When I first started out in game development, still in college, I was focusing on Macintosh
projects because that's the hardware I had. I worked largely by myself with several
contractors and hugely helpful friends. Today we might call these "indie" projects.
I used the name Paranoid Productions because when
I found out MacSoft (part of WizardWorks, later acquired by GT Interactive) would be publishing
my first game I had Black Sabbath's Paranoid playing. I turned it up.
The first game I shipped was in 1996 and it was Odyssey: The Legend of Nemesis - a narrative-driven RPG for the Mac.
I was largely inspired by Ultima both in tone and in the dated codebase I was working with.
The game was actually built on the "engine" that powered Bungie's second game, Minotaur.
The game was very narrative-focused and explored a lot of moral themes that I would come back
to in The Suffering and numerous subsequent projects (including my current one).
Damage Incorporated is a first-person shooter where you could command your squad -
an idea that hadn't really been done before (it shipped around the same time as the original Rainbow Six).

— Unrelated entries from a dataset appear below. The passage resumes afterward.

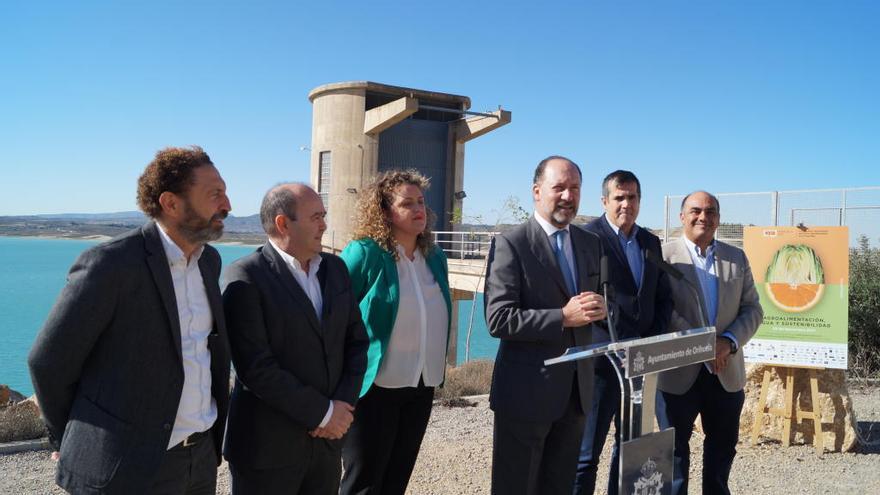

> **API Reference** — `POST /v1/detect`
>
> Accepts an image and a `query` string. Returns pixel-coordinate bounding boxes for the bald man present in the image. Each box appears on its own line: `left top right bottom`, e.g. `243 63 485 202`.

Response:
223 184 368 494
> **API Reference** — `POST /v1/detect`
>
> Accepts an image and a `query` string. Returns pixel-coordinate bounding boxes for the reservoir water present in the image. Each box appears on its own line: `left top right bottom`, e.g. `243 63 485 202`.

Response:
0 237 498 396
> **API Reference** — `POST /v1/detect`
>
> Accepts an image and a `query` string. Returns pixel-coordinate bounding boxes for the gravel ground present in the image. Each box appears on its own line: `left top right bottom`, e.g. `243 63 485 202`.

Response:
0 387 880 495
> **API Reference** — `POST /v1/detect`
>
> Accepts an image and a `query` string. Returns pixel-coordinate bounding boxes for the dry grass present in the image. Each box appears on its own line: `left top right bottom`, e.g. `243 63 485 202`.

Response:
434 359 495 400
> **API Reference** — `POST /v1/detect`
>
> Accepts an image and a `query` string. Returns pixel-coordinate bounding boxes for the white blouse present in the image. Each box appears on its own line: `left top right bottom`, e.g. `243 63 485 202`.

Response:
375 246 449 388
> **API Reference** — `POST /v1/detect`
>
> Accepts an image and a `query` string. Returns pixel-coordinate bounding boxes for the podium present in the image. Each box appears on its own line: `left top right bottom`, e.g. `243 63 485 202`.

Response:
544 327 715 495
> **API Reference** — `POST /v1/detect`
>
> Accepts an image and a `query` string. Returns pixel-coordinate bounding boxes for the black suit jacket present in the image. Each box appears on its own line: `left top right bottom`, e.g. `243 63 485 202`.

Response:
223 243 368 469
484 217 602 422
28 222 229 494
584 215 673 348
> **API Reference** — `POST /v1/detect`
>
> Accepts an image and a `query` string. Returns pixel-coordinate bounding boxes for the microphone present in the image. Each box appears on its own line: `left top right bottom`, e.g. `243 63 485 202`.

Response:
645 249 709 334
599 254 617 342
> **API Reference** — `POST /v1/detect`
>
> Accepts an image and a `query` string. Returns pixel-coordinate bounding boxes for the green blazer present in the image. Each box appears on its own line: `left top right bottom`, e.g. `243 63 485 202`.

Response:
339 238 452 397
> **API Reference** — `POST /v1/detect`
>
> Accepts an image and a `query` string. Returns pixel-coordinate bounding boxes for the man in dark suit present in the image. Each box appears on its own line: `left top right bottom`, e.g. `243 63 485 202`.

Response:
485 156 605 495
574 170 672 495
223 184 368 494
657 191 764 495
28 147 231 494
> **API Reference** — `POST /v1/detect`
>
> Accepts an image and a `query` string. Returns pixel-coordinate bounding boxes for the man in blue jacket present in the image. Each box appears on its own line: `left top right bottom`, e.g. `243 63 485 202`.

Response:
574 170 672 495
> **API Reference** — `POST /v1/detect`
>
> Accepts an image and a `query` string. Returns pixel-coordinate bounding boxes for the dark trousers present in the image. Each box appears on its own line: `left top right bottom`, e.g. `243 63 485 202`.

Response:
340 381 434 495
229 438 342 495
572 364 620 495
149 430 217 495
492 388 584 495
657 366 745 495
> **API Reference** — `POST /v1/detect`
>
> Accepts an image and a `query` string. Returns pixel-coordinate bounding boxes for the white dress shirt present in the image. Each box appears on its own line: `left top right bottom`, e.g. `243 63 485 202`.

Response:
535 211 577 285
158 225 217 449
269 239 333 428
375 245 449 388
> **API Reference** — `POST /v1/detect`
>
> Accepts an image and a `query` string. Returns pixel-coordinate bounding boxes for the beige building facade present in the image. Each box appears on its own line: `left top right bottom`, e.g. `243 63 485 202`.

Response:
309 81 511 250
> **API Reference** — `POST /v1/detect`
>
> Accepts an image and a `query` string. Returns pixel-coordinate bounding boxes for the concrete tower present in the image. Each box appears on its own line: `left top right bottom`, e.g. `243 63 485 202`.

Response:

The game's story dealt with a homegrown terror threat in the US and was built on Bungie's Marathon 2 engine.
Looking back now, I think it's probably the ugliest game I have ever shipped - partly due to 3D engines
from the 90s dating horribly, partly because I was young. But it still got 4s and 5s from
Macintosh game reviewers, including a 4 out of 5 from Next Generation magazine.
The game came out for Macintosh in 1997 with a Windows port following in 1998.
The game is usually
available on Ebay, both for Mac and PC.
This game also runs only on older Mac OS's. Here's a guide to
getting it to play on newer systems.
Cover art (above) for Damage was made by Glenn Fabry,
at the time best known as the cover artist on the the Preacher comic series. Another artist I was thrilled
to work with, though his painting unjustly didn't end up being used on the box for reasons too tedious to explain.
I was glad to also get Derek Riggs
back on this game, and he did some of the chapter title paintings (see one of them below).
The music on the loading screen was the song "Cosmic Sea" by the band Death.
I am very glad I got to talk to composer/Death mainman Chuck Schuldiner during the licensing, and was
greatly saddened when in 2001 he passed from a brain tumor at the way too young age of 34.